Such Triumph

Such Triumph

The Narrator

Flameshovel

The Narrator, on their first full-length album Such Triumph operate in two modes: stripped down and more stripped down. These punk rock peddlers of lo-fi wares ooze a low fidelity sound, one so low that some songs could be mistaken for demos-but that is by design. The style can take its toll; demos can sound great while dirty, gritty and sparse. Or, demos can sound like … demos. The vocals on Such Triumph are inconsistent at best. Without some effect that makes the lead singer Sam Axelrod sound like he is singing though a soup can, it sounds at times like he can’t really sing.

Initially, poor vocal skills and the band’s compulsive obsession with relegating melodies to the background in favor of a near-unhealthy affection for noise, distortion and feedback makes it hard to follow this record to its high points on “Ergot Blues,” “Wait No Actually” and “Wolves in the Walls.” Though the immediate catchiness to Such Triumph is less than obvious, if listeners offer their time and attention, they will be rewarded with a record that has few current substitutes.

Such Triumph sounds shrill in many parts because it is. Shrill is a fine style choice except The Narrator overplays their sound. Transitions are not transitions if music is not playing. Riding the feedback to fill space in the middle of a song, such as in the monotonous “Roughhousing,” is a dramatic device (read: special trick) that should instead be reserved for set-ending encores (i.e. Spoon), transcribing the sound of heroin to guitar and anything Lou Reed touches.

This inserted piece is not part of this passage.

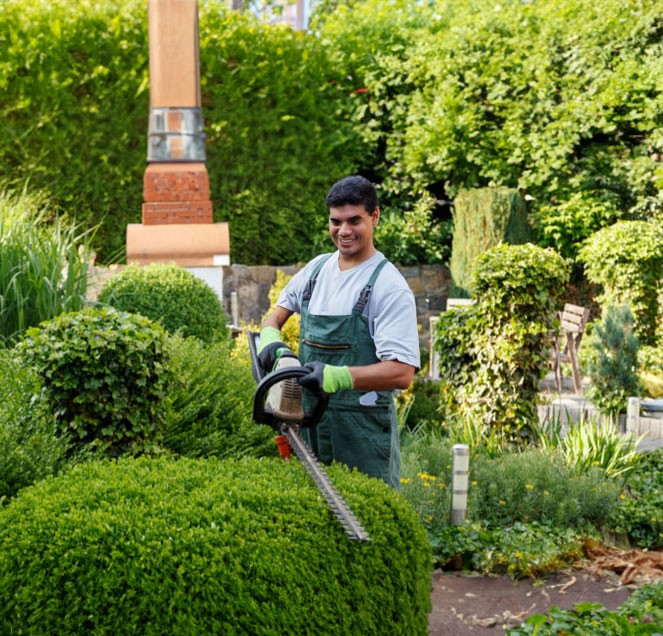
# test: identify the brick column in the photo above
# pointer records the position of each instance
(177, 211)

“Ergot Blues,” a highlight of Such Triumph, slowly decays like the fungus that is its namesake into a catchy, ruckus mush. The singing is minimal and it’s more of a British-sounding yell, but it does the trick. “Slow paw is how the story goes: ‘Please let me sink.’ And we’re swallowed by madness …” howls Axelrod. “Ergot Blues” finally does artfully sink under the weight of its own feedback before giving way to “Crapdragon.” As evidenced by the title, it is the worst song on the record.

It’s annoying at first that The Narrator goes to such lengths to add dimension to their songs – dimension that clutters everything up. But in brief moments when most of the bells and whistles are taken away, there isn’t much left but a lot of distortion, which becomes fun by the end of Such Triumph.

That is not to say this album does not have it bad moments. “Pregnant Boys,” “Crapdragon” and “Roughhousing” are all pitfalls.

I wanted to compare The Narrator to Q & Not U circa No Kill No Beep Beep, but after giving parts of NKNBB another listen, I couldn’t bring myself to do it. I thought other parts of Such Triumph sounded like Cursive on Domestica or, in a twisted way, Hot Hot Heat’s Make Up the Breakdown. You might have the temptation to listen for a tinge of the Pixies in the Narrator, but resist that urge-Such Triumph never gets that far. It’s a good thing that The Narrator is hard to peg; we need more bands like that today. It also makes the band less accessible on the first listen, but the more spins it’s given, the better it gets.